Heuer, R. / Dallapiazza, M.: Vorwort. In: Heuer, Renate / Dallapiazza, Michael (Hg.): Helene Adolf. Gesammelte Schriften. Edizioni Parnaso, Triest 2004, S. I – V.
Heuer, R.: Bibliographia Judaica. Verzeichnis jüdischer Autoren deutscher Sprache. Campus, Frankfurt am Main/New York 1982-1996 (Bd. I/1982, Bd. II/1984, Bd. III/1988, Bd. IV/1996).
Hodge, J. L.: Adolf, Helen. In: König, Christoph (Hg.): Internationales Germanistenlexikon 1800-1950. De Gruyter, Berlin, New York, 2003.
Jaques Cattell Press (Hg.): Directory of American Scholars. A Biographical Directory. R. R. Browker Company, New York, London, 1982. (mehrbändig; Bd. 3, 8. Aufl. 1982).
Killy, W. / Vierhaus, R. (Hg.): Deutsche biographische Enzyklopädie. Saur, München 1995-1999. (mehrbändig; Bd.1: 2. Aufl. 2005).
Malkiel, Y.: From Particular to General Linguistics. Selected Essays 1965-1978 (Studies in Language Companion Series 3). Benjamins, Amsterdam, Philadelphia, 1983.
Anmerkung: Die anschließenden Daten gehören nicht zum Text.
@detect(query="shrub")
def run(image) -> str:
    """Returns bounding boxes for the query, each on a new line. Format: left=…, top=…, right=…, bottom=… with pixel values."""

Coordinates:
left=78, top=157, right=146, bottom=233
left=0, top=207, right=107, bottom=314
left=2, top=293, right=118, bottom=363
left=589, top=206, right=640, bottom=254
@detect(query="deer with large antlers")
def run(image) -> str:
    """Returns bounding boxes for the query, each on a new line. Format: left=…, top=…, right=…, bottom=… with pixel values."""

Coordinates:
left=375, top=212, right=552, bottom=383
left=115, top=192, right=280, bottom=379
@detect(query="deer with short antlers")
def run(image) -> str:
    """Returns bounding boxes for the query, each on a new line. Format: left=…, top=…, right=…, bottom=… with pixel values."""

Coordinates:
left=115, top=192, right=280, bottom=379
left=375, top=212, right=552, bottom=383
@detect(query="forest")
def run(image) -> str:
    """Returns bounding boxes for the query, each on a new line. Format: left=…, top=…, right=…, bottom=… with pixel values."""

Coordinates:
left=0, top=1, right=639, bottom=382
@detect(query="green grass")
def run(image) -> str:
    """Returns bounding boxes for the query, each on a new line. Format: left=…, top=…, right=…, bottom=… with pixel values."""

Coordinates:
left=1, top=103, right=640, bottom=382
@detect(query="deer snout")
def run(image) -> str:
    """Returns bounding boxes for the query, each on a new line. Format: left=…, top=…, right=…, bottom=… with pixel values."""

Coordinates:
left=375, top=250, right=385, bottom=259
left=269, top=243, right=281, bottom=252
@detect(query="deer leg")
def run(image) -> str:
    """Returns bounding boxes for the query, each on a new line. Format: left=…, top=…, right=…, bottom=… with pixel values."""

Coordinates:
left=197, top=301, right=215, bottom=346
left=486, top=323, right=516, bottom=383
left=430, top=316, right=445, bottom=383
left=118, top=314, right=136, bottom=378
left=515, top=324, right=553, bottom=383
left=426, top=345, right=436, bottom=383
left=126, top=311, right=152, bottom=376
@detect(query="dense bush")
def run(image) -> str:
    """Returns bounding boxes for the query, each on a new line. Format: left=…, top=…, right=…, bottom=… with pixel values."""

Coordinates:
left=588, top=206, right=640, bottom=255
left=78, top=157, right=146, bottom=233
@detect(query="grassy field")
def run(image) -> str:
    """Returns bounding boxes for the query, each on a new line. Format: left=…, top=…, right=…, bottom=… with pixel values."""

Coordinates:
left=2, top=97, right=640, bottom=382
Richter, E.: Summe des Lebens. Wien, 1940. (hg. auf Basis des Typoskripts im Nachlass vom Verband der Akademikerinnen Österreichs. WUV-Universitätsverlag, Wien, 1997).
Röder, W. / Strauss, H. A.: Biographisches Handbuch der deutschsprachigen Emigration nach 1933. Saur, München u. a. 1983. (unverändert. Nachdruck 1999).
Wall, R.: Lexikon deutschsprachiger Schriftstellerinnen im Exil. 1933-1945. Haland & Wirth, Gießen, 2004 (2. Aufl. der Ausgabe 1995).
Highly recommended did this. Very interesting information. Thanks for sharing!